Frankfurt Honors Hans Bethe
DOI: 10.1063/1.2408596
Hans Bethe as creator of the Sun. That’s a nod to Bethe’s research on energy production in stars, for which he received the 1967 Nobel Prize in Physics. The painting, by Bavarian artist Jürgen Jaumann, was commissioned to coincide with an honorary doctorate bestowed on Bethe this summer by the Johann Wolfgang Goethe University in Frankfurt, Germany.
Bethe, who turned 98 in July, had foresworn accepting any more honors.

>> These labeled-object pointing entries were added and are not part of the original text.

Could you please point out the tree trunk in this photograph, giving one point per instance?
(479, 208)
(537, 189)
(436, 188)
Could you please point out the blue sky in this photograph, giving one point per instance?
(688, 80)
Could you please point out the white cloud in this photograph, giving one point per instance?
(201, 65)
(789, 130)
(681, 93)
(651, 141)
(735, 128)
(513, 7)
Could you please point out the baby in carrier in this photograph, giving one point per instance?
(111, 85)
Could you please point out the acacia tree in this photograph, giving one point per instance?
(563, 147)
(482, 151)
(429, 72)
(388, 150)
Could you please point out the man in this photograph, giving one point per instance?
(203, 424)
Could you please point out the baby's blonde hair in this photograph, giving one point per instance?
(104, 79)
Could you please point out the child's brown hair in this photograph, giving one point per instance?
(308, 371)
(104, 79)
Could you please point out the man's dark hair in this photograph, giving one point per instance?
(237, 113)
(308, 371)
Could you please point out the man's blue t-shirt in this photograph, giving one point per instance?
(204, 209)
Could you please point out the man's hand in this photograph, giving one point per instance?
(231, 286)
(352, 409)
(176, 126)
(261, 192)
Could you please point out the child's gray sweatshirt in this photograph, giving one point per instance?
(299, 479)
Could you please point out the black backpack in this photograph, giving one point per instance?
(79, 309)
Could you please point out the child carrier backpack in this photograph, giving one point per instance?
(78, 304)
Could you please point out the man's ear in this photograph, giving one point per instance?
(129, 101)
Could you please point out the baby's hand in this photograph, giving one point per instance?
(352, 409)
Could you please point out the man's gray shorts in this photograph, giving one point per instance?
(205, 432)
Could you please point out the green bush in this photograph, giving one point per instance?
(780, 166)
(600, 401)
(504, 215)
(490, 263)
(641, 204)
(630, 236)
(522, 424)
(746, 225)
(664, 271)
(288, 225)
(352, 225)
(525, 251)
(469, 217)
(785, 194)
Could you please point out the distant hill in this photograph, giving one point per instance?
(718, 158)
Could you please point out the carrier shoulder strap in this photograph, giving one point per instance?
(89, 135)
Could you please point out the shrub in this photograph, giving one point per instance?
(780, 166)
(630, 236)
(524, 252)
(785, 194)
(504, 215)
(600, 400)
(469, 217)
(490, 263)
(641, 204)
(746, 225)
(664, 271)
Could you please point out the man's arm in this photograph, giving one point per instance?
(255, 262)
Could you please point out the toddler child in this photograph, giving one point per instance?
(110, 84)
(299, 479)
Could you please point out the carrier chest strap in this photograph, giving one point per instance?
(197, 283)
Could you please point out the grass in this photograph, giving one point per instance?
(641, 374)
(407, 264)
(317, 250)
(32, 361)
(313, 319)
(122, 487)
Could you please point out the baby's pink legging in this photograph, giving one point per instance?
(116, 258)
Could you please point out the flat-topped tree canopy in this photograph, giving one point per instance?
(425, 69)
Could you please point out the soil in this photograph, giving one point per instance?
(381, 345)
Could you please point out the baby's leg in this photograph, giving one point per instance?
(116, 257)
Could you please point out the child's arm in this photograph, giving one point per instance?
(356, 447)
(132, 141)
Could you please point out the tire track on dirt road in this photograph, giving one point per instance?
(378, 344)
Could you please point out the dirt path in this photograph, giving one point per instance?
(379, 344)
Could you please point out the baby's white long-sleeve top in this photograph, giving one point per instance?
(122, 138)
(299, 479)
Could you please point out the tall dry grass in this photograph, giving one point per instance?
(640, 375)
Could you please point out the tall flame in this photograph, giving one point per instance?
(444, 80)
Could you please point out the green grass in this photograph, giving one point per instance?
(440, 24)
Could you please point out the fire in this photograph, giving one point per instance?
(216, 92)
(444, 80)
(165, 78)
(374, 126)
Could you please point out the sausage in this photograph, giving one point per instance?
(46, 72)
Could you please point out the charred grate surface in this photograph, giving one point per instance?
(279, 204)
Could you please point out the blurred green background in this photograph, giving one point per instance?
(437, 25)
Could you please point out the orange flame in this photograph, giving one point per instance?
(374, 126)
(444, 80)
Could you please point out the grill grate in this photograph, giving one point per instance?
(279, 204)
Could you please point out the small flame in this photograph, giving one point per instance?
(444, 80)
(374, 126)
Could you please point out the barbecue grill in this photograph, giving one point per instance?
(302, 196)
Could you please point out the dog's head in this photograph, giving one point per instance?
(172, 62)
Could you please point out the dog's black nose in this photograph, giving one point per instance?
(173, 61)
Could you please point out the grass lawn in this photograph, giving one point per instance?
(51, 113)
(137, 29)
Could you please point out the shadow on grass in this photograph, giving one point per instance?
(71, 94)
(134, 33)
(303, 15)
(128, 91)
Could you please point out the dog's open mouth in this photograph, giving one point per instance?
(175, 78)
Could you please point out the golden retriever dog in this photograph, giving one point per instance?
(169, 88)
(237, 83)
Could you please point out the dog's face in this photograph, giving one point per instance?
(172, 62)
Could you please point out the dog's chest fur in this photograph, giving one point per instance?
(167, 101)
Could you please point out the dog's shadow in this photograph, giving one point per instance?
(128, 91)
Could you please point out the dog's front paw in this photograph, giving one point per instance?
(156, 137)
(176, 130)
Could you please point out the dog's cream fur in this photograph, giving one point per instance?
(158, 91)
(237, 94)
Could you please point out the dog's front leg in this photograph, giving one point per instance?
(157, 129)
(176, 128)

He made an exception this time. “I felt delighted,” he said in a statement read by his half brother, who represented Bethe at the ceremony. “Frankfurt is the familiar town of my youth.” Bethe attended school and began his university studies in Frankfurt, and held his first teaching position there. He left Nazi Germany in 1933 after he was dismissed from a professorship because he is half Jewish. In the US, he worked on the Manhattan Project and has been on the faculty of Cornell University since 1935.
Horst Schmidt-Böcking, the retired dean of physics at the Frankfurt university and a driving force behind both the painting and the honorary doctorate, says, “Frankfurt owes Hans Bethe a lot in terms of science. We will fight to make his name well known in this city. This honor was long overdue.”
The portrait hangs in the Frankfurt university’s new physics building. Cornell will be given a second, similar portrait.